7ème République Ceux qui ternissent l'image des Chefs
- Écrit par Lawan Abouar (L’ACTION N° 54 DU 09 AOUT 2012)
Il y a quelques mois, l'on jurait que le Niger a finalement eu les hommes qu'il fallait pour le mener vers les horizons de la paix, de la stabilité et de la bonne gouvernance.
En un mot, le concept de " renaissance " sous la bannière duquel le Président de la République avait été élu portait bien dans les coeurs et les esprits des Nigériens. Hélas ! Des personnalités, hier, véritables pourfendeurs de la mauvaise gestion du régime Tandja, adoptent, aujourd'hui, des comportements pires. Tout, dans leur façon de faire, rappelle ces mots : " ôte-toi de là que je m'y installe ! " et au finish c'est l'image de ceux qui les ont promus qui est ternie.
Ce que nous dénonçons a cours dans le cabinet d'une haute personnalité de la 7ème République où un des personnages nommés pour jouer un haut rôle s'abîme dans toutes les combines inimaginables dans le dos de son mentor. Pourtant, le nouveau parvenu éprouvait toutes les difficultés du monde pour joindre les deux bouts du mois. Grâce à sa nouvelle position sociale, il s'est vite métamorphosé en un véritable pacha. Sa spécialité, le trafic d'influence.
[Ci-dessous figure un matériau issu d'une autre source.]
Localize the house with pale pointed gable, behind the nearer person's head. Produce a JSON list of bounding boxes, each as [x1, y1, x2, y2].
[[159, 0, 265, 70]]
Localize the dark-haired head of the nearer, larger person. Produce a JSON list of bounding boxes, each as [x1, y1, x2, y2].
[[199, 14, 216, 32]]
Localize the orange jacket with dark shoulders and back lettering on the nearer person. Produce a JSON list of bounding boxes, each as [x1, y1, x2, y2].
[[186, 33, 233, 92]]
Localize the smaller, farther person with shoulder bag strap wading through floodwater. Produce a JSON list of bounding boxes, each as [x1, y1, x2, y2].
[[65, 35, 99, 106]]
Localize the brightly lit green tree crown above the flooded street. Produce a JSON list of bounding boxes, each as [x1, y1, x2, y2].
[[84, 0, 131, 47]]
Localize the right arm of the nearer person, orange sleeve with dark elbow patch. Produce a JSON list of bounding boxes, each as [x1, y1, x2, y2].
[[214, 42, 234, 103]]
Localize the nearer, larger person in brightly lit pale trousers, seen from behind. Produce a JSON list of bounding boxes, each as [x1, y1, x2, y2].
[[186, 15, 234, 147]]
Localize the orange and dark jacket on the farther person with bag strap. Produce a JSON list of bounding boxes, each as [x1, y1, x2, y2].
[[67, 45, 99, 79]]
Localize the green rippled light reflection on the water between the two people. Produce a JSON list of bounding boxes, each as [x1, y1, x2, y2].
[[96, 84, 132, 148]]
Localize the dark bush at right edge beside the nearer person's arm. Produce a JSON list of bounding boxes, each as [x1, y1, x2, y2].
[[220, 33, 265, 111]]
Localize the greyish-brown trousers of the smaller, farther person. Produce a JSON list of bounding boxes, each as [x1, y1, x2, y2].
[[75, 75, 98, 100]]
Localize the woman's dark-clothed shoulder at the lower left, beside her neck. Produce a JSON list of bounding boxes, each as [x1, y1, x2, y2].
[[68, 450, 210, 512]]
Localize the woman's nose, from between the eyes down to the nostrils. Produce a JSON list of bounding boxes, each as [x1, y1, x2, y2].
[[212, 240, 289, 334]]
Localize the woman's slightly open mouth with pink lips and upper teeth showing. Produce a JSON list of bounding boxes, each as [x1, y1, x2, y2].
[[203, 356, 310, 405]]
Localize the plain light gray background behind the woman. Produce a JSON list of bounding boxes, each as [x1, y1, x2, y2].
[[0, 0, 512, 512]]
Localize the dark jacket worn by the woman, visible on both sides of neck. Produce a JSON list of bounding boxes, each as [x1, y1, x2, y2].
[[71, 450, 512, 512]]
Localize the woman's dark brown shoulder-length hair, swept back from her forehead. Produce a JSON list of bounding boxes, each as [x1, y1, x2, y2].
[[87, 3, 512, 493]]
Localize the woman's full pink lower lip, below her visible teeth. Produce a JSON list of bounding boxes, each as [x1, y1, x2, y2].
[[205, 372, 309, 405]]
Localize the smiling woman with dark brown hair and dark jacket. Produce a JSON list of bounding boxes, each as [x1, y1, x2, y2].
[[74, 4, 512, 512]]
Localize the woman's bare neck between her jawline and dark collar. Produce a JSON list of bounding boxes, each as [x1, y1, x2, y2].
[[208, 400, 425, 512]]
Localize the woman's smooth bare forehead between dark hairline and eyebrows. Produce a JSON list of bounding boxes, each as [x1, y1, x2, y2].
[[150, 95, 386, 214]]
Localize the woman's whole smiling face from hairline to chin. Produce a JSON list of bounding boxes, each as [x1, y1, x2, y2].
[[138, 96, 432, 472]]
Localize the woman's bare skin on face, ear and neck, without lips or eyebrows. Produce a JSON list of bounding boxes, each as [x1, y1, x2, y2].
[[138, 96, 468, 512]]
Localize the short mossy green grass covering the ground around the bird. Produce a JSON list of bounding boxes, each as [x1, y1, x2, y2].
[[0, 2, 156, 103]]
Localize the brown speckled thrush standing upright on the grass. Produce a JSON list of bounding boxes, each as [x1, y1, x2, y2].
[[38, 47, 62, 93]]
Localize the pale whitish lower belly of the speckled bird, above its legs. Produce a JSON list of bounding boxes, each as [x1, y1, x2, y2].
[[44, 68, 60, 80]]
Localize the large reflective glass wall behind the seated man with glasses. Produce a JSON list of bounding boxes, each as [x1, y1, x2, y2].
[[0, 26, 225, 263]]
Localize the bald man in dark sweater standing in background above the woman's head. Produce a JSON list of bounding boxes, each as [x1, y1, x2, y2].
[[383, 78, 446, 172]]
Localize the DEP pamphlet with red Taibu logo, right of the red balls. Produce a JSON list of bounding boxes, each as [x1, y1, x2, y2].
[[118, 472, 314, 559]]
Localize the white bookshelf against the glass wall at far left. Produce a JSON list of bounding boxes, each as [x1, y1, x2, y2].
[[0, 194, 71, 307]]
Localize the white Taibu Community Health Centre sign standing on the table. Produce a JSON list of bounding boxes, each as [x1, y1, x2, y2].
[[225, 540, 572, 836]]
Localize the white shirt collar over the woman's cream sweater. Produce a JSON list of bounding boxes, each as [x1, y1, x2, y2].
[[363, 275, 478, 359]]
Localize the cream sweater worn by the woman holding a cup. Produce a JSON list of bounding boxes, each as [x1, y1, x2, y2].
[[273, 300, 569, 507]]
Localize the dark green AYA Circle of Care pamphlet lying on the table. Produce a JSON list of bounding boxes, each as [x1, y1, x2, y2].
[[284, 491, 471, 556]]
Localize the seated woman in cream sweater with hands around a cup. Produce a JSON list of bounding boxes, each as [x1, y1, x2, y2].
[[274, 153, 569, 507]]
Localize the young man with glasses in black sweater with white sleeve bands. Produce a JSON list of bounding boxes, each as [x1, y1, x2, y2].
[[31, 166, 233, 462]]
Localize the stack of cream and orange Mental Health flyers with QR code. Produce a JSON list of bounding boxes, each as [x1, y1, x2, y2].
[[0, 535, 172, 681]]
Sa dernière manigance avait consisté à tordre le cou aux procédures règlementaires de sa formation politique pour vouloir propulser un de ses amis à un poste prestigieux poste d'un ministère. La combine détectée par les responsables de son parti politique, le monsieur, mégalomane et vaniteux comme un corbeau, se faisant même pompeusement appelé "Son Excellence" dans certains lieux peu recommandables, fut alors remis à sa place. Dépouillé de sa prérogative d'avoir son mot à dire dans les propositions de nomination des cadres de son parti aux postes de responsabilité de l'Etat, il aurait changé de fusil d'épaule en adoptant une nouvelle méthode :
travailler les hommes d'affaires en quête d'audience auprès de son patron. La moisson aurait porté ses fruits car en un rien de temps, le bonhomme a pu se taper une belle maison de 40 millions de FCFA. A présent, on le dit à la tête d'une petite fortune. Oubliant le combat de la Renaissance, le voilà qui se donne des airs de ces grands hommes consacrant ses week-ends à des parties de chasse avec des amis. Pour satisfaire ce nouveau dada.que dire alors de ses nouvelles acquisitions ? Rappelons que le patron de ce personnage avait déjà pris des sanctions draconiennes à l'endroit des certains cadres qu'il avait approchés de lui et qui se sont versés dans le m'as-tuvu et les mauvais exemples.
Quoiqu'il en soit, la renaissance n'a point besoin de tels mégalomanes et leurs patrons doivent faire preuve de vigilance.